Adrienne Rich, (1929-2012), in her Of Woman Born, stated “Woman’s status as childbearer has been made into a major fact of her life.  Terms like ‘barren’ or ‘childless’ have been used to negate any further identity.  The term ‘nonfather’ does not exist in any realm of social categories.’

Rich goes on to say that ‘Once in a while someone used to ask me, ‘Don’t you ever write poems about your children?’ For me, poetry was where I lived as no-one’s mother, where I existed as myself’.

This echoed my own experience: far from wanting to document my experience as a mother, I wanted to assert myself on the page as a woman in her own right.  A woman getting to grips with her own skin, mind, ideas.

But this idea of conflicting demands can have a strangling effect; the guilt inherent in many women’s psyche of needing to do it all.  I strongly believe there is a social and cultural issue of guilt on women which sometimes leads us to accept unfair treatment or inequality, because deep down, sometimes we fear we actually deserve it.  If we decide to give time to our writing, we might be seen as neglecting our children.  If we neglect our writing whilst we care for our children, as Paley did, we can be seen as not a real artist; not fully committed to our art.

Betty Friedan (1921-2006), said in her Feminine Mystique, ‘I never knew a woman, when I was growing up, who used her mind, played her own part in the world … and had children.’  Luckily, we’ve moved on a lot, but I believe women still often carry the residue of questioning themselves over their individual choices in a way that men often don’t.

Margaret Atwood, (1939-) in her essay ‘The Curse of Eve – or What I Learned in School’, states: ‘Writers, both male and female, have to be selfish just to get the time to write, but women are not trained to be selfish’.  Referring to female writers such as Plath and Anne Sexton, she says extreme versions of the perils of women and creativity are cited by reference to their suicides, but that there are alternatives, citing Alice Munro as one such example, whom manages to successfully combine marriage, motherhood and writing.

My travels in motherhood, and the riches these have brought into my life, far from permanently stunting my creativity or writing ability, have enriched and enabled me to commit to it.  My ideas and confidence may have stuttered and simmered in the background for a while, but they were always there, just waiting for me to pick them back up, and when I did, I made the most of every minute, knowing time was limited.  This, I think, is something that is of benefit to anyone raising a family with limited time resources.

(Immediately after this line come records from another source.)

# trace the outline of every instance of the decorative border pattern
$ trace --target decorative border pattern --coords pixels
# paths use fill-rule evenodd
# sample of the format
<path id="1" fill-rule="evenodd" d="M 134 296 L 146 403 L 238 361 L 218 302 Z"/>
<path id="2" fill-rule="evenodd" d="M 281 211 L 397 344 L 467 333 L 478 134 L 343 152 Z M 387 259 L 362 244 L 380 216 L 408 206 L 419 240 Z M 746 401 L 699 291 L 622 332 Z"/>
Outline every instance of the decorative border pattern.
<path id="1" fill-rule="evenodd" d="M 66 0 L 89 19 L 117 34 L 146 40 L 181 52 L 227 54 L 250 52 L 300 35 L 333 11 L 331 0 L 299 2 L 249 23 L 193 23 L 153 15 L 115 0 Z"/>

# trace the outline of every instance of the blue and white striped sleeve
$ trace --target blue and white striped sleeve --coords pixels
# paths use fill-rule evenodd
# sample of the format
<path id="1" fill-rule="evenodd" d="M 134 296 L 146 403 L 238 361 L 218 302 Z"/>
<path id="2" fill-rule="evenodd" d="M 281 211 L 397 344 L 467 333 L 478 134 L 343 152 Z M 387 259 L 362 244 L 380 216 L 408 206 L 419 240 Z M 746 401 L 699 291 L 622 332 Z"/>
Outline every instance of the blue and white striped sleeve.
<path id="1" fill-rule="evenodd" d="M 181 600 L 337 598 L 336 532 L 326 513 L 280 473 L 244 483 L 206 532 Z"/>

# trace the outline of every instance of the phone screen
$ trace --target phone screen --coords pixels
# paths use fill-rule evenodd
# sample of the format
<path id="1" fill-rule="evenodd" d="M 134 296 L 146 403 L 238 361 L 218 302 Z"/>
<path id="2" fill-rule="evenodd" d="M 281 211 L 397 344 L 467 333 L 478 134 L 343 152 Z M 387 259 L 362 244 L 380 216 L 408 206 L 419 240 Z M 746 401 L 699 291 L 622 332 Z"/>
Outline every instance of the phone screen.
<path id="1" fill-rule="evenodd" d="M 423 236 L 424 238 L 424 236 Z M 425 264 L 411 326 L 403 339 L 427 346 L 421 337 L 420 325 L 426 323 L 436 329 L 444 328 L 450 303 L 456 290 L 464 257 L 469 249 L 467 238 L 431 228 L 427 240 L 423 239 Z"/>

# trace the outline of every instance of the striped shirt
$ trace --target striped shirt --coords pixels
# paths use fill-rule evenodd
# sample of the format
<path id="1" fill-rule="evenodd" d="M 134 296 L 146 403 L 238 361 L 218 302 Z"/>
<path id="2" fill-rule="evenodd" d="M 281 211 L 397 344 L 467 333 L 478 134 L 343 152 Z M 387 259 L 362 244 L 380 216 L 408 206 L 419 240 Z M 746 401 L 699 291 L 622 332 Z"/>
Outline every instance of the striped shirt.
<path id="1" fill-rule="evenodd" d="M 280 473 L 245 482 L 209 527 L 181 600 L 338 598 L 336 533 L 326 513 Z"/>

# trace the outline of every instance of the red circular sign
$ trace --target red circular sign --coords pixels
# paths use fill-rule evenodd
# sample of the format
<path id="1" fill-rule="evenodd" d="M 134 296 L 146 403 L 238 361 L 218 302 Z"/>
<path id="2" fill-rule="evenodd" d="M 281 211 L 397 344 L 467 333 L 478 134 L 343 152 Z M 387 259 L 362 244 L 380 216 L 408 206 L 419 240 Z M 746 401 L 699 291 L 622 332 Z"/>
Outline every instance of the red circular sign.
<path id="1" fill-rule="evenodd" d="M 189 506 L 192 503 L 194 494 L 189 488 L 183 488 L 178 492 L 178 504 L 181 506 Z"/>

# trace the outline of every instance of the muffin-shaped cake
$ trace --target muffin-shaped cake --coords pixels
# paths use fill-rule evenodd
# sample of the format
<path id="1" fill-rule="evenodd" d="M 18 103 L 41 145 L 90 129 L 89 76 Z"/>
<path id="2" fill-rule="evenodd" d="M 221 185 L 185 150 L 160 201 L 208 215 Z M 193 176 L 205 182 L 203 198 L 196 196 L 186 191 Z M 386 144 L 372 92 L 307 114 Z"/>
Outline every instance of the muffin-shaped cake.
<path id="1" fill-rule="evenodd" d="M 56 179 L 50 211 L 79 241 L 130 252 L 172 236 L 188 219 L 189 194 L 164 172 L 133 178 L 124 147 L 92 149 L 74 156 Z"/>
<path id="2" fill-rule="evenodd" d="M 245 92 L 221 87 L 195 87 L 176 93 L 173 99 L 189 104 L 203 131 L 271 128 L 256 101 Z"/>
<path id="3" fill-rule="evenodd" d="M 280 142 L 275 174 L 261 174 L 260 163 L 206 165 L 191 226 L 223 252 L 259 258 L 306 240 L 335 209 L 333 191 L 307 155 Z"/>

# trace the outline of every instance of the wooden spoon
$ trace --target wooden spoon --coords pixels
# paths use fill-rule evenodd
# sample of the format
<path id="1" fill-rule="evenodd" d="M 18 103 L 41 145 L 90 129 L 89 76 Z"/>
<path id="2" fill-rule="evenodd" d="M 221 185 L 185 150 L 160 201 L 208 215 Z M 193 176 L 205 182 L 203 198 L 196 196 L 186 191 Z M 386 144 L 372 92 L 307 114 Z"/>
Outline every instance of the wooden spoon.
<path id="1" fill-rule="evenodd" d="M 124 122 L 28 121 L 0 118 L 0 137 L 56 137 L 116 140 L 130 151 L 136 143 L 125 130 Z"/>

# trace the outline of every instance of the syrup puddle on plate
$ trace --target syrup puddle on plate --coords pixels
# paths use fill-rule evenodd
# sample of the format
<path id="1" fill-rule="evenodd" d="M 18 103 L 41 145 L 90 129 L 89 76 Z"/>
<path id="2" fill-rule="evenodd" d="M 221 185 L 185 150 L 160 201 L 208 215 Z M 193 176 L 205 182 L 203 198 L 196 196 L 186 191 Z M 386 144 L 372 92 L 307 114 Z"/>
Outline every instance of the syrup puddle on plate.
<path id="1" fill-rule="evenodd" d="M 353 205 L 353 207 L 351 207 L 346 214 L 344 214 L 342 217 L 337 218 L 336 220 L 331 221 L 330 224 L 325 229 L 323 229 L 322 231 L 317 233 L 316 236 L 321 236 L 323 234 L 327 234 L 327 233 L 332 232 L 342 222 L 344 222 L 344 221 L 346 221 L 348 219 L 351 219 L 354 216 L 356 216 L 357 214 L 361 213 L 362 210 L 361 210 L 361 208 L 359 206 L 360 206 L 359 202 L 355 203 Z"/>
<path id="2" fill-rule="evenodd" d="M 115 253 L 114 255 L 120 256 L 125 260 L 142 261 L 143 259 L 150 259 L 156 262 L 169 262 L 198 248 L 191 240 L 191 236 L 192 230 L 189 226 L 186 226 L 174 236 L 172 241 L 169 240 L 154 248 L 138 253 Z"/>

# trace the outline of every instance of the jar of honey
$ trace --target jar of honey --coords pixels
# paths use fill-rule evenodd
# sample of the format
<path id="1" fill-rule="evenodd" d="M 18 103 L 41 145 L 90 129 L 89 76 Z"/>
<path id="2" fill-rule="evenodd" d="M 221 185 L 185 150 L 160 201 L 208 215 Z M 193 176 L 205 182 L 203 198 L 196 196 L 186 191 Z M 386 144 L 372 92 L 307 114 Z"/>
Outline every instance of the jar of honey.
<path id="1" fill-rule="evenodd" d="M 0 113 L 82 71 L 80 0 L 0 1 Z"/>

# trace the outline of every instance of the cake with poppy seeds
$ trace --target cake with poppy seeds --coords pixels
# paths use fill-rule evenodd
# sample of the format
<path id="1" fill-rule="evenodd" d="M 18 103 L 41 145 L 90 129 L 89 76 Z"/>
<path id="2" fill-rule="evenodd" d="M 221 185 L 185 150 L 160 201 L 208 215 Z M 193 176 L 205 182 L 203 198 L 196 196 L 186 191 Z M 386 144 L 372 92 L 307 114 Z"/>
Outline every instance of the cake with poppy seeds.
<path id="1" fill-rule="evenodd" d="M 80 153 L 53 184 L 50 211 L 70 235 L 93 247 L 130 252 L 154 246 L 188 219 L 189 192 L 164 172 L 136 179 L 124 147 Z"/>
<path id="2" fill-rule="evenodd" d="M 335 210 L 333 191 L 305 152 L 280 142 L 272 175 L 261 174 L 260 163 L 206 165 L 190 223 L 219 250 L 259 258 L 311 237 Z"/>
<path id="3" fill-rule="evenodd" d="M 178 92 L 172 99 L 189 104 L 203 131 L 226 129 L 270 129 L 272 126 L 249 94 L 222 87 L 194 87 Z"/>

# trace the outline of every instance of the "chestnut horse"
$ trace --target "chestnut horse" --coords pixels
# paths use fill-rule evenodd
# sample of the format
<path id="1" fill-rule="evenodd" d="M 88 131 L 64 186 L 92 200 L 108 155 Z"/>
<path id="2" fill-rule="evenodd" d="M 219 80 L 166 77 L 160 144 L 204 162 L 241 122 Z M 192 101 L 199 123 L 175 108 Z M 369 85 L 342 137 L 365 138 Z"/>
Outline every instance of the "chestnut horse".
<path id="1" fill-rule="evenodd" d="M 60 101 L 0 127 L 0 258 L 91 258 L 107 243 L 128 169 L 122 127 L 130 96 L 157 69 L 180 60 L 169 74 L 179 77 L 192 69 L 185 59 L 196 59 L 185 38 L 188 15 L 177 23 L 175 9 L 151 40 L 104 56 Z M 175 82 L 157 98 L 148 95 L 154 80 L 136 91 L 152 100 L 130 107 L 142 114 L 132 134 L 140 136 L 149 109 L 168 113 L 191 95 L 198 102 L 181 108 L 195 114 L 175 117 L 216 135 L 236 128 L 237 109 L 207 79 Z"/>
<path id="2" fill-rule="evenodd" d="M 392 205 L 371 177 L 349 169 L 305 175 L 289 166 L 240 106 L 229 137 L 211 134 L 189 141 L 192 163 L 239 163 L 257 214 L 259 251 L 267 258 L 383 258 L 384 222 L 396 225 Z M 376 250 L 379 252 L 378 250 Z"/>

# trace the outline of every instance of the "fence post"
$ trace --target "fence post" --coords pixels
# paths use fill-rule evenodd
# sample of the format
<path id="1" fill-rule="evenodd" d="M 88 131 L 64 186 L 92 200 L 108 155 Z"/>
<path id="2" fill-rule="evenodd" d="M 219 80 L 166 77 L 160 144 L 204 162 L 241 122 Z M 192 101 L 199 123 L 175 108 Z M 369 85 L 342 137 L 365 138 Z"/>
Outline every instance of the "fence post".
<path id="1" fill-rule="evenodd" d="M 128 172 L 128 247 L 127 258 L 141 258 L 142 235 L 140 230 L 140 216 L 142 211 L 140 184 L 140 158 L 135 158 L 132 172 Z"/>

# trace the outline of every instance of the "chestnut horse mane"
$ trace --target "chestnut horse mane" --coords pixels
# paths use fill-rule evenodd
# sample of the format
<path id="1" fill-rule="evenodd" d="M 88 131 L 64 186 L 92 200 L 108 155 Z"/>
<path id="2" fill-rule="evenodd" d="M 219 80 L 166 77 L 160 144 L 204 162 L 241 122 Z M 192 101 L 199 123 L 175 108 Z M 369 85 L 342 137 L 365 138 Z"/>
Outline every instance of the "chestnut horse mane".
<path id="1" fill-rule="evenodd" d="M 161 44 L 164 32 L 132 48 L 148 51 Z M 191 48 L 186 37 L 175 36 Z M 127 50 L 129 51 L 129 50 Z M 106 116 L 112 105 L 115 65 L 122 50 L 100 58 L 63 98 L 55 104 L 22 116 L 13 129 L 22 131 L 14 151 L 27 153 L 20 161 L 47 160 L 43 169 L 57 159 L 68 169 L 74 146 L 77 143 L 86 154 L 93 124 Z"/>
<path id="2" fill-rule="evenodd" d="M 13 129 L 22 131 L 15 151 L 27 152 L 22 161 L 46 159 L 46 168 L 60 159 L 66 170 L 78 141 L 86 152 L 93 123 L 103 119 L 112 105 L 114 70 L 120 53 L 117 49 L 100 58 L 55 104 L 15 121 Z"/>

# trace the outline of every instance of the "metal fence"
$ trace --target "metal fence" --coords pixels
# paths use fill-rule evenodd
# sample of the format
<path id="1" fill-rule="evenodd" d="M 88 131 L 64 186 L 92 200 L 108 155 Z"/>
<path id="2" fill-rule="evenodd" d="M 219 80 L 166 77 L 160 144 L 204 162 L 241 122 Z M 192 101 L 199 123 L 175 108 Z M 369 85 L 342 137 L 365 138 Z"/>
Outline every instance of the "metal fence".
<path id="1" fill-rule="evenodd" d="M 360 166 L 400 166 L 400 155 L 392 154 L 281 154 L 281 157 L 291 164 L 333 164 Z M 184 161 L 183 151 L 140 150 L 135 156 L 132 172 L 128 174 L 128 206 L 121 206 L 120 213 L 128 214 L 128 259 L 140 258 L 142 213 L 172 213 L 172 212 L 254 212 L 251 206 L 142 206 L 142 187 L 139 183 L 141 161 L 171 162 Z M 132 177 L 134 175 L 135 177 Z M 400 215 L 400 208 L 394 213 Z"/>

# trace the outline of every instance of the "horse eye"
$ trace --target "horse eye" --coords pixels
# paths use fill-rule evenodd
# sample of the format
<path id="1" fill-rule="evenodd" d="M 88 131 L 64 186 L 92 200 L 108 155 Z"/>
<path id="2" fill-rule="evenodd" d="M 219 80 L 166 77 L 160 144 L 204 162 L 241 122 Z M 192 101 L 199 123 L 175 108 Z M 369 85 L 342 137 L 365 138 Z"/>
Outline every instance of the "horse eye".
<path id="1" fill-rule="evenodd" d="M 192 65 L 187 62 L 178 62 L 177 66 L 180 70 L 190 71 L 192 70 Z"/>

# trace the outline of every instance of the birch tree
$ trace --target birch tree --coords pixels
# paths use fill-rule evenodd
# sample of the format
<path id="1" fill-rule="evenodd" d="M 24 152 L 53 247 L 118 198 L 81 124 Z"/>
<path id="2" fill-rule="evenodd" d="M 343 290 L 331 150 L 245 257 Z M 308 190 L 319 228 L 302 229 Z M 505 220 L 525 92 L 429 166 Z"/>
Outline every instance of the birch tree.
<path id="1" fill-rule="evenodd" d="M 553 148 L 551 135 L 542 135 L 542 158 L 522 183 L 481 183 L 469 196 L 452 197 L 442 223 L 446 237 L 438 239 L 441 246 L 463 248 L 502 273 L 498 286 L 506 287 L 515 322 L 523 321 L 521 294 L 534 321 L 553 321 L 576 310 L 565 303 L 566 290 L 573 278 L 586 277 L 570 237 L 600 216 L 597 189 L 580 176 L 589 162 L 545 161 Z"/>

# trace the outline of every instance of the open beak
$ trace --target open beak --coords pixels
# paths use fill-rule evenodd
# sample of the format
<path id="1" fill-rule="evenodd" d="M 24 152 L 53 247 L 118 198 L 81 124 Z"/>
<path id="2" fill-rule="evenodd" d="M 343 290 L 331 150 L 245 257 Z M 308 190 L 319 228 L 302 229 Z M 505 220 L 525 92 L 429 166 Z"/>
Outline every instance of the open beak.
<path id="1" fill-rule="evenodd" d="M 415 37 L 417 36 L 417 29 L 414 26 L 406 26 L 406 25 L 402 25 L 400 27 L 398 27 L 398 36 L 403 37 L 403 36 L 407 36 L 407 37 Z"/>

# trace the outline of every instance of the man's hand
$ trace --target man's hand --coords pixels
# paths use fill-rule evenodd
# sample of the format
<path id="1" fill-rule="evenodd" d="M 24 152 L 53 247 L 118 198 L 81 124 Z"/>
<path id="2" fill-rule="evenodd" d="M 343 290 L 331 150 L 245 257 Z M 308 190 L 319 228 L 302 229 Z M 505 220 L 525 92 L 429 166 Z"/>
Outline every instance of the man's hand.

I’m a big believer that when you have all the time and space in the world in which to create, the more you give in to apathy.  Having a limited amount of time in which to work often focusses your attention on getting the words down.  Working to the deadlines of school drop-off and pick-ups in which to write and edit work; scribbling in notebooks as I wait for them in parked cars; observing them as they grow and change: all these have led me, I believe, to being a more dedicated writer.

Far from Connolly’s ‘pram in the hall’ being a deterrent, I have found the challenges and joys of raising children to have given my writing insight, poignancy, and meaning.